A Quandary
My return to Tumblr has not been what I expected. Really, I don't what I was expecting. I left because I had to deal with losing loved ones who had become so close, so absolutely close to my heart.
No need to rehash.
I came back to chase a dream. I now realize it was more like a fantasy. Selfishly, I had hoped that the pain of loss would be nursed by someone who could identify with my struggle. And, therefore, we would connect.
What I had not anticipated was that people react differently to loss over time. I had made an assumption on my part, and I have only myself to blame. There is no written manual for losing loved ones. For me, the first chapter of loss began when I was young. 12 years old seems like a lifetime ago.
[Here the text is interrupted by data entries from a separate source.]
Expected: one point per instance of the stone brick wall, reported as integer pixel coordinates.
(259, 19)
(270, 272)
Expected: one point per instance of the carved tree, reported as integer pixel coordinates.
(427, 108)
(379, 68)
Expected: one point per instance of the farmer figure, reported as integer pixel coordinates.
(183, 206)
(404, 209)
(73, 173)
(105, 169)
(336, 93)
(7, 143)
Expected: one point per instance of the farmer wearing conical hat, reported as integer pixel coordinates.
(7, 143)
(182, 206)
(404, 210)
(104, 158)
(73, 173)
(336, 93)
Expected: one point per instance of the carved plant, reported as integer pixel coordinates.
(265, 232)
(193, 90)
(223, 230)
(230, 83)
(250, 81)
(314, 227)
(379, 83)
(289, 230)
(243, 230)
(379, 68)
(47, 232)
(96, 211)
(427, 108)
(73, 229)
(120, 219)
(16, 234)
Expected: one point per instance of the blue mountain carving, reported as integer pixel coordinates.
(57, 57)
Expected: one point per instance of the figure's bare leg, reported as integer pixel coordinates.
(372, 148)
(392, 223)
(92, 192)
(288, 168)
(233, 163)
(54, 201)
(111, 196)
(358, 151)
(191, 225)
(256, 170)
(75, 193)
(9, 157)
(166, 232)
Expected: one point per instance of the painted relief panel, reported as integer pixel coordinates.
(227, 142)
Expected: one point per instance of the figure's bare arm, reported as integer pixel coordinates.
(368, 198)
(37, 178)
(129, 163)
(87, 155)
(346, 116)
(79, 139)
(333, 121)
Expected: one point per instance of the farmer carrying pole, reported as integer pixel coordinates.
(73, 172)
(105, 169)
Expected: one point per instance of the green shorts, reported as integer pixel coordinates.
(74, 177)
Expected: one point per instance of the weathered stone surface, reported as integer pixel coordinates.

My dilemma is that I gave my heart to someone who has taken steps with me on this journey called life. One is loved because one is loved. You don't have to give a reason. No reason is needed for loving.
She has now found a new love, begun a different chapter, started a fresh story. Just being real while I support and cheer for her and wish nothing but the best, deep inside me I know we would have made the stars sing to us as we laid on the beach, and we would have heard the wind whistling to us through the pines in Georgia.
Here's the quandary: If it is true that there are two things you will never have to chase, true friends and true love; what do you do if you want your true love to be more than your true friend?
Nobody remembers those who came in second, do they?